Dans la vision de ceux qui dirigent politiquement et économiquement la société, l’État n’est là que pour assurer « l’efficience » du marché, dès lors qu’il assure leur domination et leur fortune. À quiconque parcourt les tribunaux français, s’entretient avec les magistrats et les auxiliaires de justice, la clochardisation saute aux yeux. Il faut être clair, l’appareil judiciaire n’est actuellement pas capable de répondre à la demande sociale d’accomplissement de sa mission fondamentale. Et toutes les réformes proposées ne sont que des pansements sur des jambes de bois quand elles ne sont pas dictées directement par la volonté de faire des économies en violant les principes. La suppression du jury populaire dans les cours d’assises pour toute une série de crimes en est peut-être le plus criant exemple. Ce principe, utilisé dans toutes les démocraties dignes de ce nom, est la clé de voûte de la justice pénale, et permet de considérer que les décisions les plus importantes sont bien rendues par le peuple. Cela coûte cher ? Alors on demande à l’avocat-ministre qui a fait sa carrière dans les cours d’assises de le supprimer. Ce qu’il va faire sans états d’âme. Parce qu’en effet, pour répondre à l’accusation de « laxisme » lancé à la justice française, Éric Dupond-Moretti a avancé les chiffres des quantums de peine moyens rendus par les tribunaux français. Oui, mais il y a quand même un petit problème, parce que ce calcul ne porte que sur les décisions prononcées et n’intègre absolument pas les classements sans suite d’infractions avec auteurs connus, ni les procédures inabouties. Parce que si on les incorporait, les décisions de justice ne prononçant par définition aucune peine, la statistique du bateleur Dupond-Moretti aurait une autre allure.

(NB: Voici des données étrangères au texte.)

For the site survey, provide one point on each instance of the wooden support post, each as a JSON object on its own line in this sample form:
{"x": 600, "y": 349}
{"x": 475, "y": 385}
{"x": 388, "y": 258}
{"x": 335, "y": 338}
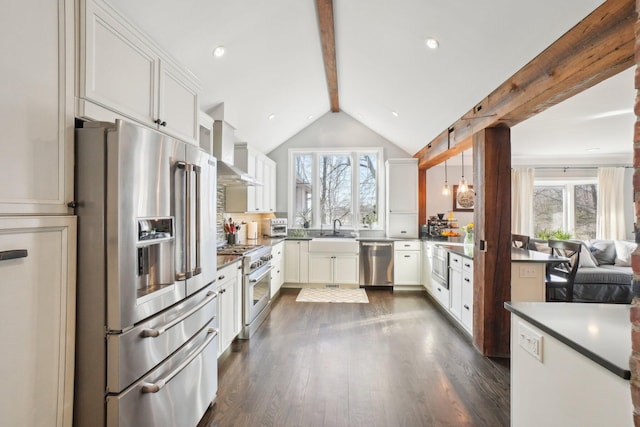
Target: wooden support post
{"x": 492, "y": 219}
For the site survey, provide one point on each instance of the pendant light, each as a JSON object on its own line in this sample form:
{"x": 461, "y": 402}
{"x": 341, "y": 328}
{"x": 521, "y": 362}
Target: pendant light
{"x": 445, "y": 187}
{"x": 462, "y": 185}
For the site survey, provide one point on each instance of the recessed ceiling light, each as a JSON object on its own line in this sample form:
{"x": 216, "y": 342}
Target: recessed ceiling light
{"x": 218, "y": 51}
{"x": 432, "y": 43}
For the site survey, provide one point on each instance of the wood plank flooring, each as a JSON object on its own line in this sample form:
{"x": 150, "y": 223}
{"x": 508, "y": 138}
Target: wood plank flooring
{"x": 396, "y": 361}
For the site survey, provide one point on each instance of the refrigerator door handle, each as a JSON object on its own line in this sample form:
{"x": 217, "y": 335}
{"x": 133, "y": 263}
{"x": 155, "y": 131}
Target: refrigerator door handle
{"x": 197, "y": 171}
{"x": 158, "y": 385}
{"x": 184, "y": 271}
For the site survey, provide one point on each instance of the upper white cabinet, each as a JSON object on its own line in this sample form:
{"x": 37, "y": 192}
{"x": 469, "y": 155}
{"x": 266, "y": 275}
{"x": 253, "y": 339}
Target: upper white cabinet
{"x": 252, "y": 199}
{"x": 36, "y": 100}
{"x": 122, "y": 74}
{"x": 37, "y": 320}
{"x": 402, "y": 198}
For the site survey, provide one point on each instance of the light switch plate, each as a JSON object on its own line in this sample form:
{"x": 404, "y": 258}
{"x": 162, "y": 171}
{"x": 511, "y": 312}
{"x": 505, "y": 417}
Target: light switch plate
{"x": 528, "y": 271}
{"x": 530, "y": 341}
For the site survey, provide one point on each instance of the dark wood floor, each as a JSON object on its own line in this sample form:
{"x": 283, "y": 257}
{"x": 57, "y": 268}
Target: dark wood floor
{"x": 396, "y": 361}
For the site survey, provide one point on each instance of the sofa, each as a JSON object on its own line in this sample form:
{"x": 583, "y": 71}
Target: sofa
{"x": 604, "y": 272}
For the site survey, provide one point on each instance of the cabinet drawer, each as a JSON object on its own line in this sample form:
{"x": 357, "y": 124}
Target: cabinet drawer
{"x": 406, "y": 245}
{"x": 455, "y": 261}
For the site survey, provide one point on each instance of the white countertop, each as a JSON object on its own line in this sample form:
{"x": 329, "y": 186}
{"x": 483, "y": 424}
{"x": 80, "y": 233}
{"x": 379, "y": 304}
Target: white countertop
{"x": 601, "y": 332}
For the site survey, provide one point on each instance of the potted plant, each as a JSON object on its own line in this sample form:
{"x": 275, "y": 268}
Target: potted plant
{"x": 304, "y": 217}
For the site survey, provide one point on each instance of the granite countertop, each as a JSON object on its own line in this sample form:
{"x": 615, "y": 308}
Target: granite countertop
{"x": 525, "y": 255}
{"x": 600, "y": 332}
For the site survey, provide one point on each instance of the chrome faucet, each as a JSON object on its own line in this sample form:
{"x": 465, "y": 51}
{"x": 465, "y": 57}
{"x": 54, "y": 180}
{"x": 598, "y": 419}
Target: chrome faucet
{"x": 334, "y": 225}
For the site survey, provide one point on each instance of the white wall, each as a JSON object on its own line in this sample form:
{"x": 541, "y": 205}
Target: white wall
{"x": 436, "y": 202}
{"x": 330, "y": 130}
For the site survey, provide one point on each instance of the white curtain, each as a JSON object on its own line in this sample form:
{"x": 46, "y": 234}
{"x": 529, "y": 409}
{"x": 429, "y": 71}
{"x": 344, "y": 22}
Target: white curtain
{"x": 610, "y": 217}
{"x": 522, "y": 201}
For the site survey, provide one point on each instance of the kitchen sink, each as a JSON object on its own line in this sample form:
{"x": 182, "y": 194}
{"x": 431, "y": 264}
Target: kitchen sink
{"x": 333, "y": 244}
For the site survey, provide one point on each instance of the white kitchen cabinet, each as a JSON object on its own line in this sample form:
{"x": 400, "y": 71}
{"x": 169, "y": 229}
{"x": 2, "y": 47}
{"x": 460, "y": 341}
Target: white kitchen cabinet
{"x": 37, "y": 107}
{"x": 402, "y": 198}
{"x": 455, "y": 285}
{"x": 467, "y": 294}
{"x": 277, "y": 273}
{"x": 296, "y": 263}
{"x": 229, "y": 292}
{"x": 339, "y": 268}
{"x": 407, "y": 263}
{"x": 123, "y": 74}
{"x": 37, "y": 327}
{"x": 252, "y": 199}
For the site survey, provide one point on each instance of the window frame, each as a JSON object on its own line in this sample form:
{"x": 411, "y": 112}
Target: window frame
{"x": 354, "y": 153}
{"x": 568, "y": 202}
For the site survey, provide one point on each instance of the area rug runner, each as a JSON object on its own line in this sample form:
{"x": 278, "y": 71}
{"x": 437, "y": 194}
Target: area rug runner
{"x": 332, "y": 295}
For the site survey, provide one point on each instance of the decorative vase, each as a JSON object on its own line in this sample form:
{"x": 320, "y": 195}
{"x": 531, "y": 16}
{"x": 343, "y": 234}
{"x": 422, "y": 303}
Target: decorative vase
{"x": 468, "y": 238}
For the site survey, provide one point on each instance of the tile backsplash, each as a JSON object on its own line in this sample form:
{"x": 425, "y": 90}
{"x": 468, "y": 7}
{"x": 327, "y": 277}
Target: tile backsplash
{"x": 238, "y": 217}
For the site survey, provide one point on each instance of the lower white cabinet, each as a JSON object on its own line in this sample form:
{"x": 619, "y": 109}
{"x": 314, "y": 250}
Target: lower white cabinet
{"x": 455, "y": 285}
{"x": 277, "y": 273}
{"x": 407, "y": 263}
{"x": 37, "y": 320}
{"x": 296, "y": 262}
{"x": 229, "y": 316}
{"x": 341, "y": 268}
{"x": 467, "y": 294}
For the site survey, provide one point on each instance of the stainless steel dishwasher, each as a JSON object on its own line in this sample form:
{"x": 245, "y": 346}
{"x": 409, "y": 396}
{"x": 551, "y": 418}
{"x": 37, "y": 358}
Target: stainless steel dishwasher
{"x": 376, "y": 263}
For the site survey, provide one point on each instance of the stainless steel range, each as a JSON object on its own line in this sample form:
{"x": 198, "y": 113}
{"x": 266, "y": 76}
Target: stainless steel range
{"x": 256, "y": 284}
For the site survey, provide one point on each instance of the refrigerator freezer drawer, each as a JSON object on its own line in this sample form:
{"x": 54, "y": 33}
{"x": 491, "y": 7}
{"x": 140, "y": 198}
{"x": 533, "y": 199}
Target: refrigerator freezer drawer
{"x": 135, "y": 352}
{"x": 177, "y": 393}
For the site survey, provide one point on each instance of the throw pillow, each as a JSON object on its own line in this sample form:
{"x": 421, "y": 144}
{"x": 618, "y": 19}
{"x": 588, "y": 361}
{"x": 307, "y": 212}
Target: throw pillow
{"x": 623, "y": 252}
{"x": 586, "y": 259}
{"x": 604, "y": 251}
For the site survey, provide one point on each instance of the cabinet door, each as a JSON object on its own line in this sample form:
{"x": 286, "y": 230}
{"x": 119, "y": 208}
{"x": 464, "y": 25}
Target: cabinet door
{"x": 404, "y": 225}
{"x": 38, "y": 321}
{"x": 455, "y": 287}
{"x": 292, "y": 261}
{"x": 117, "y": 70}
{"x": 345, "y": 269}
{"x": 467, "y": 296}
{"x": 402, "y": 189}
{"x": 178, "y": 104}
{"x": 36, "y": 99}
{"x": 320, "y": 268}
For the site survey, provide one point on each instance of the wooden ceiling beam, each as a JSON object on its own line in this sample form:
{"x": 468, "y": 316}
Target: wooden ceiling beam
{"x": 600, "y": 46}
{"x": 328, "y": 40}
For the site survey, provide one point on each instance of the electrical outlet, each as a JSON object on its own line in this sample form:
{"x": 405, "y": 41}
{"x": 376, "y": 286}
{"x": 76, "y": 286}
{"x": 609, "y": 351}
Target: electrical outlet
{"x": 528, "y": 271}
{"x": 530, "y": 341}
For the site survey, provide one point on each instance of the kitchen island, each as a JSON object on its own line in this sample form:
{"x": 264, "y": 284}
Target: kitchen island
{"x": 570, "y": 364}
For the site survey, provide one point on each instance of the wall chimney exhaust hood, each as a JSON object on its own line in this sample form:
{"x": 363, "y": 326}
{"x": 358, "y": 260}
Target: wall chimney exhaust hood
{"x": 223, "y": 140}
{"x": 231, "y": 175}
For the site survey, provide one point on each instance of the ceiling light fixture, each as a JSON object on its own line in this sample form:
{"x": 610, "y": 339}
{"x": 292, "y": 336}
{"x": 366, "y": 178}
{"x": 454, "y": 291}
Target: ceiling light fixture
{"x": 432, "y": 43}
{"x": 218, "y": 51}
{"x": 462, "y": 185}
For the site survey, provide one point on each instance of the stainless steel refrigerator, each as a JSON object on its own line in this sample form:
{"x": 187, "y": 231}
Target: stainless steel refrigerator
{"x": 146, "y": 340}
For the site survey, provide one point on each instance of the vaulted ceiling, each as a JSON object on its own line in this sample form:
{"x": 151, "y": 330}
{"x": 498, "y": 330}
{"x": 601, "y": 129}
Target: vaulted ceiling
{"x": 272, "y": 79}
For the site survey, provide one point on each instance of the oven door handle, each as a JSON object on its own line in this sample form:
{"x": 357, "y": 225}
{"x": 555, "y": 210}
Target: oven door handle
{"x": 158, "y": 385}
{"x": 261, "y": 276}
{"x": 156, "y": 332}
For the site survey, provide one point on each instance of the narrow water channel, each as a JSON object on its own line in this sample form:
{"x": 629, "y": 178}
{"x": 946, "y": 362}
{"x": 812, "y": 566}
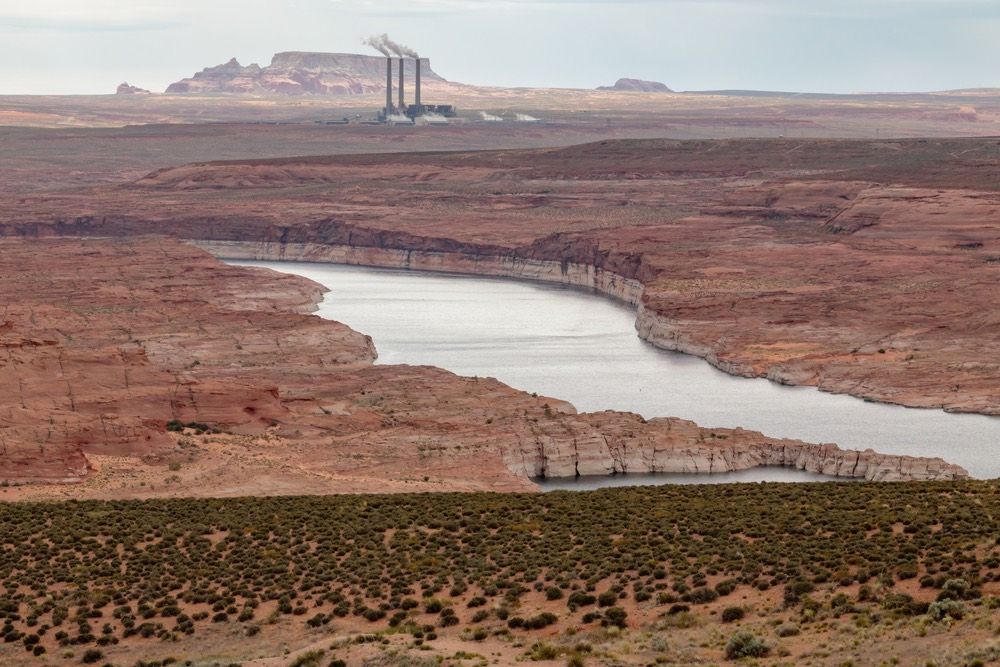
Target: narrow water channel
{"x": 582, "y": 347}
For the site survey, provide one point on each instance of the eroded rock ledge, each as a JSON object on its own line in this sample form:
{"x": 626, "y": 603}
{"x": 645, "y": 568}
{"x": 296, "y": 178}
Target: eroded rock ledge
{"x": 98, "y": 362}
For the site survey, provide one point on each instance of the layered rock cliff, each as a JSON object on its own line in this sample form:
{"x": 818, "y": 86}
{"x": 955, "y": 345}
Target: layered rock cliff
{"x": 303, "y": 73}
{"x": 637, "y": 86}
{"x": 107, "y": 343}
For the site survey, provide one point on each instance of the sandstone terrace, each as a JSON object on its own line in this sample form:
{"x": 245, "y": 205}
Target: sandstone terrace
{"x": 823, "y": 573}
{"x": 143, "y": 367}
{"x": 862, "y": 267}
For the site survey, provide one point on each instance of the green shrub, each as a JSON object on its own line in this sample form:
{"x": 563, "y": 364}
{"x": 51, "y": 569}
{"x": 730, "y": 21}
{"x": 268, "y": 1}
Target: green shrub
{"x": 733, "y": 614}
{"x": 745, "y": 644}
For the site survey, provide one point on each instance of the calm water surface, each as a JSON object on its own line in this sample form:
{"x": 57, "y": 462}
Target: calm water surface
{"x": 582, "y": 347}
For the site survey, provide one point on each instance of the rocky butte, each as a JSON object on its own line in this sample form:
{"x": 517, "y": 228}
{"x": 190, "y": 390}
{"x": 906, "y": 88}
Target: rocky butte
{"x": 126, "y": 88}
{"x": 112, "y": 347}
{"x": 302, "y": 73}
{"x": 638, "y": 86}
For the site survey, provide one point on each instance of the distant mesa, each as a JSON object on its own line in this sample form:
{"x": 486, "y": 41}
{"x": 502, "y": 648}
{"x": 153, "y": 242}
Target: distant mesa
{"x": 300, "y": 73}
{"x": 638, "y": 86}
{"x": 126, "y": 88}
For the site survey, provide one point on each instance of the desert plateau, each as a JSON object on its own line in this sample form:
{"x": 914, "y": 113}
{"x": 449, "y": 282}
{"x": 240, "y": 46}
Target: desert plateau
{"x": 222, "y": 443}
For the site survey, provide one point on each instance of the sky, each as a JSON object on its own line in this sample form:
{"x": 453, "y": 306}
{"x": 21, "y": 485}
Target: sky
{"x": 843, "y": 46}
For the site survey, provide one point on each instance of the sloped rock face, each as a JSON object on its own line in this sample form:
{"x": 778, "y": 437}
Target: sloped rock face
{"x": 126, "y": 88}
{"x": 638, "y": 86}
{"x": 303, "y": 73}
{"x": 105, "y": 341}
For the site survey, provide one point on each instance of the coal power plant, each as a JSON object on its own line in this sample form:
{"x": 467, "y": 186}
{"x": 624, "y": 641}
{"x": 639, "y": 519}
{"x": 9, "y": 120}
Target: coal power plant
{"x": 398, "y": 111}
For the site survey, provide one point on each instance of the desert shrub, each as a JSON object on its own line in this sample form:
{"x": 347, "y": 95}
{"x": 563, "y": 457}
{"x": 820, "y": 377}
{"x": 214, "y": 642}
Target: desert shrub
{"x": 539, "y": 621}
{"x": 614, "y": 617}
{"x": 787, "y": 630}
{"x": 607, "y": 598}
{"x": 91, "y": 655}
{"x": 308, "y": 659}
{"x": 733, "y": 614}
{"x": 745, "y": 644}
{"x": 942, "y": 609}
{"x": 542, "y": 651}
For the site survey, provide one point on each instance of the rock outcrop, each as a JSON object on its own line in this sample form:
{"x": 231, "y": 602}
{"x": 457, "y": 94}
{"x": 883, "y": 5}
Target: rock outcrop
{"x": 865, "y": 268}
{"x": 126, "y": 88}
{"x": 637, "y": 86}
{"x": 107, "y": 342}
{"x": 303, "y": 73}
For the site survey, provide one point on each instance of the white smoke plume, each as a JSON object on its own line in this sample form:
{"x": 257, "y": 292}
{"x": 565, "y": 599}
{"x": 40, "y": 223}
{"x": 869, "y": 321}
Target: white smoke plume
{"x": 399, "y": 49}
{"x": 378, "y": 42}
{"x": 388, "y": 47}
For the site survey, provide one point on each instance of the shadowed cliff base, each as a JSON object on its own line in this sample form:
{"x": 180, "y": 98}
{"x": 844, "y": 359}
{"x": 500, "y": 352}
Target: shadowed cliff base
{"x": 143, "y": 367}
{"x": 863, "y": 268}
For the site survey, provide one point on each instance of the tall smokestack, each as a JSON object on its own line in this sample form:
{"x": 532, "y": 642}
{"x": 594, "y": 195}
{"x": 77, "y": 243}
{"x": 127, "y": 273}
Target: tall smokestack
{"x": 402, "y": 102}
{"x": 416, "y": 99}
{"x": 388, "y": 85}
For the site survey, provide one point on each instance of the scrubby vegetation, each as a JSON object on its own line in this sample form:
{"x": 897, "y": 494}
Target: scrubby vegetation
{"x": 90, "y": 574}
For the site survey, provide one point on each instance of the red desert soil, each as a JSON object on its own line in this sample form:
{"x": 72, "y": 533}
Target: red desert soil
{"x": 107, "y": 341}
{"x": 862, "y": 267}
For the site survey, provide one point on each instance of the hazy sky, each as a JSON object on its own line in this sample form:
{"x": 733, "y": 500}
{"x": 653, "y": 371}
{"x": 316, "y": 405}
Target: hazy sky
{"x": 89, "y": 46}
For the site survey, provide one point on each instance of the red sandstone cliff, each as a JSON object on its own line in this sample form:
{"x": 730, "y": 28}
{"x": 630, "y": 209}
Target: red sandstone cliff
{"x": 301, "y": 73}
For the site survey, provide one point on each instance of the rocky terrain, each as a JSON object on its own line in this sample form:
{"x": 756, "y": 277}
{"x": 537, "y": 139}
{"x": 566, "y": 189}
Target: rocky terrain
{"x": 864, "y": 268}
{"x": 146, "y": 367}
{"x": 303, "y": 73}
{"x": 126, "y": 88}
{"x": 638, "y": 86}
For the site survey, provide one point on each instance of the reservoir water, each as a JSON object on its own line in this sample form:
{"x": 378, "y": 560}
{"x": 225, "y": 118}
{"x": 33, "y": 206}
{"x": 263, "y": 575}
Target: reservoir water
{"x": 582, "y": 347}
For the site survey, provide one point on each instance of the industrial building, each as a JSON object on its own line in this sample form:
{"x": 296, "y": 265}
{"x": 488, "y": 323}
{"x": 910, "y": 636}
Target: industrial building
{"x": 400, "y": 111}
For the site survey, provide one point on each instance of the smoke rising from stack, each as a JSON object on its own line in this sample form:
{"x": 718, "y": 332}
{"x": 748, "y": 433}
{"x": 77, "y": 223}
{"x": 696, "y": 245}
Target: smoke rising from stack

Autres effets pervers dans les critères de choix des procédures devant être classées, ce sont naturellement celles de la délinquance du quotidien, celles qui pourrissent la vie des citoyens et nourrissent leur sentiment d’une montée de la violence de l’insécurité. Et parce qu’il ne faut pas non plus tromper, les préjugés politiques et idéologiques de ceux qui font ces choix sont une réalité. La magistrature est un corps qui a construit son indépendance, non pas pour asseoir son impartialité, mais pour agir en tant que force politique. Et cette politisation, qui a de multiples raisons sociologiques et idéologiques, s’est manifestée dans l’activisme pour faire élire Emmanuel Macron en 2017, dans sa protection judiciaire et celle de ses amis, dans la répression massive à l’encontre des mouvements sociaux. Elle trouve aussi à s’exprimer dans le choix des infractions que l’on entend poursuivre. Il serait très intéressant d’avoir des éléments statistiques, sérieux cette fois-ci, sur la typologie des affaires ayant fait l’objet de ces fameux classements sans suite. Ceux dont la place Vendôme demande aujourd’hui la systématisation.

Un beau bureau place Vendôme vaut bien quelques reniements. Et quelques manipulations statistiques glapies à l’Assemblée nationale.